Building With Bots: Stacking AIs to Build a Weather Site

A valley scene, set in the Yorkshire Dales

I’ve always enjoyed fiddling around with tech projects, especially the sort that solve small, everyday problems in a neat and slightly over-engineered way. So when JetBrains released their AI coding assistant, Junie, I saw an opportunity: could I get an AI to help me build something useful from scratch?

The project I had in mind was a hyperlocal weather forecast bot for my village, Preston Capes. Nothing fancy — just daily forecasts posted online, but crafted in a way that felt engaging and genuinely helpful. I already had a Tempest weather station feeding me the raw data. The challenge was in turning that data into something people would actually want to read and see.

That’s where things got interesting.

My process quickly settled into a pattern: I’d sketch out what I wanted to build with the help of ChatGPT, which would help me craft a clean, detailed prompt. I’d then feed that into Junie, who would write the code. The quality of what came back was often impressive — good enough to run as-is, and easy to tweak when it wasn’t quite right. The setup allowed me to focus on refining prompts, designing user interactions, and generally being a bit fussy about the creative bits.

One of the most satisfying parts of the build came when I started working on the visual side of the forecasts. I wanted to accompany each forecast with an image that matched the mood and weather of the day. So I stacked my AIs: first, I used GPT to generate a descriptive prompt based on the day’s weather and the kind of scene I wanted to evoke. That GPT-generated prompt would then be fed into DALL·E to produce a bespoke image

Here’s an example of one of those prompts:

“A serene summer afternoon in the Yorkshire Dales, where soft sunlight filters through scattered clouds, casting dappled shadows on the lush, rolling hills. A quaint stone farmhouse sits amidst vibrant green pastures, while a meandering dry-stone wall traces the contours of the landscape. Wildflowers pepper the meadows, their colours gently muted by the pastel glow, and a nearby brook glides silently, reflecting the tranquil sky above.”

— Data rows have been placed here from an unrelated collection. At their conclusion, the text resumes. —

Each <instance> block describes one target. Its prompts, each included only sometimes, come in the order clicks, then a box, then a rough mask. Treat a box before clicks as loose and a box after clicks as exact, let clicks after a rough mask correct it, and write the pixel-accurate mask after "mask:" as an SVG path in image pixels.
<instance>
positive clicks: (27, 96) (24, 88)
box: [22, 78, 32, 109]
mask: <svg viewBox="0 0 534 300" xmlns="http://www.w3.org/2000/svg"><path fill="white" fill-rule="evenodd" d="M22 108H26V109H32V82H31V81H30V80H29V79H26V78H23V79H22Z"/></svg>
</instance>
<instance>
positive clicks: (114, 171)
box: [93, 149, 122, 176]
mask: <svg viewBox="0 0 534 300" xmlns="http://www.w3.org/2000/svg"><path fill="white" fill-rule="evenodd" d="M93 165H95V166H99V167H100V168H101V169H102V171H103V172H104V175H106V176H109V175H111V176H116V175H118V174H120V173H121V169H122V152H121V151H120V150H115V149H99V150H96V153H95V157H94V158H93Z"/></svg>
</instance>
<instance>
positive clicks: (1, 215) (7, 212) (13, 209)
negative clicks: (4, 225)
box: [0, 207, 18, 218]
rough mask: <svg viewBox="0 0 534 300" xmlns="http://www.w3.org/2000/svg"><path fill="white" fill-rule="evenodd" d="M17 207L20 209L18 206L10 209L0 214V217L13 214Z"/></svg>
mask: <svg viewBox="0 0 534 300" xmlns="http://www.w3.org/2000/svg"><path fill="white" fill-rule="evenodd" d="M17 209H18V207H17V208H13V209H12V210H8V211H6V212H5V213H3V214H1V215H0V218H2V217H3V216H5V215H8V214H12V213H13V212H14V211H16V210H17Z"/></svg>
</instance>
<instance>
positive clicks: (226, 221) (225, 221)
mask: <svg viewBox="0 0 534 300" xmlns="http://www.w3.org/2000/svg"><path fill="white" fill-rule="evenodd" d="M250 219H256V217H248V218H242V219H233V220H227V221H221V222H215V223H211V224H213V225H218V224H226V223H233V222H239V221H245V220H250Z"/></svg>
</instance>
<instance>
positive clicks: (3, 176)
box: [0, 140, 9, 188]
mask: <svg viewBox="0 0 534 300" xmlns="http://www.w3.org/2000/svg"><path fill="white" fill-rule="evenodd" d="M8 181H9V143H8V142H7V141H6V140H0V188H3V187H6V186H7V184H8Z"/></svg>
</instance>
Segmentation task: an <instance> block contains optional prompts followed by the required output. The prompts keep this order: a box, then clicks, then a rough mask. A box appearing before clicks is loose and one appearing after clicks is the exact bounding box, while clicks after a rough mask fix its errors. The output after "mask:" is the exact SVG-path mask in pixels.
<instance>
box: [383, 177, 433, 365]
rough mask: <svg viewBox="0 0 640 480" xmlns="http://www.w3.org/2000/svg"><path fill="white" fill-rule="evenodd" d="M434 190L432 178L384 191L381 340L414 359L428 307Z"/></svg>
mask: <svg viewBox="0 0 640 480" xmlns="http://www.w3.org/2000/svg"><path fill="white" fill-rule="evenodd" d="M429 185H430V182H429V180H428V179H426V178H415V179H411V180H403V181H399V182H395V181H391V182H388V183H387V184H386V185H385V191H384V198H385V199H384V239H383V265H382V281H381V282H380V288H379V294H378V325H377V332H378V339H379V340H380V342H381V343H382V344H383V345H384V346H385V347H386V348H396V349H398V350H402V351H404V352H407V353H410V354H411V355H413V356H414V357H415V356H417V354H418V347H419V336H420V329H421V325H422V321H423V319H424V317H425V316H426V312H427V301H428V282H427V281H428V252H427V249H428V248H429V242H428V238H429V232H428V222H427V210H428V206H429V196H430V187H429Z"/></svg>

To keep the results varied and expressive, I created a YAML file full of different artistic styles — from oil paintings and vintage Polaroids to pixel art scenes and felt-board dioramas. Each run picks one at random, and the result is a delightfully unpredictable spread of visual interpretations that still somehow all feel on-brand.

After the local bot proved itself, I expanded the project to create a UK-wide version of the site. That meant revisiting the prompts to avoid robotic repetition of place names, smoothing the tone, and keeping things feeling personal without overdoing it.

The final result? Two live sites, updated daily:

Reflecting on it now, I’m impressed by just how much ground I was able to cover using Junie. It wasn’t flawless — no AI is — but the combination of Junie, GPT, and a bit of elbow grease made for a surprisingly powerful toolkit. It let me spend more time making things feel right, and less time wiring up boilerplate.

And that, in the end, is what made the project fun.